Abnormally weak intervalley electron scattering in MoS2 monolayer: insights from the matching between electron and phonon bands

TL;DR

This study reveals that the abnormal decrease in electron mobility from monolayer to bulk MoS2 is due to differences in scattering mechanisms, which are governed by the matching between electronic band structures and phonon spectra, not just their densities.

Contribution

It introduces the phonon-energy-resolved matching function to identify intra- and inter-valley scattering channels, providing new insights into electron-phonon interactions in layered semiconductors.

Findings

Monolayer MoS2 exhibits stronger intravalley but weaker intervalley scattering compared to bulk.

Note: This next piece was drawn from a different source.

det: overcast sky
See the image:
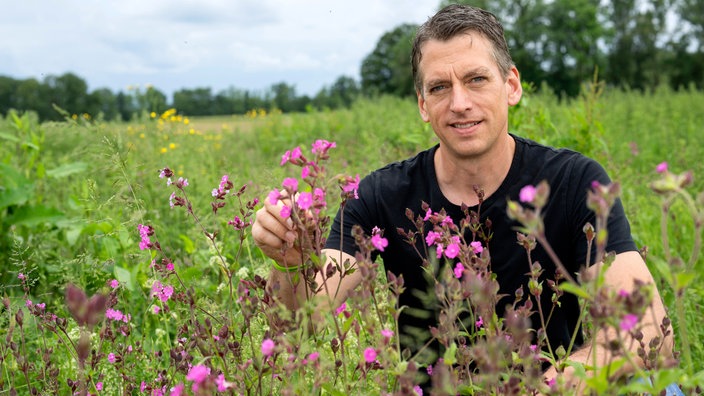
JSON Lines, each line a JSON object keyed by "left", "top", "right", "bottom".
{"left": 0, "top": 1, "right": 440, "bottom": 99}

Matching between electronic bands and phonon spectra determines scattering channels, not just their densities.

Multiple valleys can have weak intervalley scattering if scattering channels are limited or valleys are far apart in reciprocal space.

Abstract

It is known that carrier mobility in layered semiconductors generally increases from two-dimension (2D) to three-dimension due to suppressed scattering channels resulting from decreased densities of electron and phonon states. In this work, we find an abnormal decrease of electron mobility from monolayer to bulk MoS2. By carefully analyzing the scattering mechanisms, we can attribute such abnormality to the stronger intravalley scattering in the monolayer but weaker intervalley scattering caused by less intervalley scattering channels and weaker corresponding electron-phonon couplings compared to the bulk case. We show that, it is the matching between electronic band structure and phonon spectrum rather than their densities of electronic and phonon states that determines scattering channels. We propose, for the first time, the phonon-energy-resolved matching function to identify the intra- and inter-valley scattering channels. Furthermore, we show that multiple valleys do not necessarily lead to strong intervalley scattering if: (1) the scattering channels, which can be explicitly captured by the distribution of the matching function, are few due to the small matching between the corresponding electron and phonon bands; and/or (2) the multiple valleys are far apart in the reciprocal space and composed of out-of-plane orbitals so that the corresponding electron-phonon coupling strengths are weak. Consequently, the searching scope of high-mobility 2D materials can be reasonably enlarged using the matching function as useful guidance with the help of band edge orbital analysis.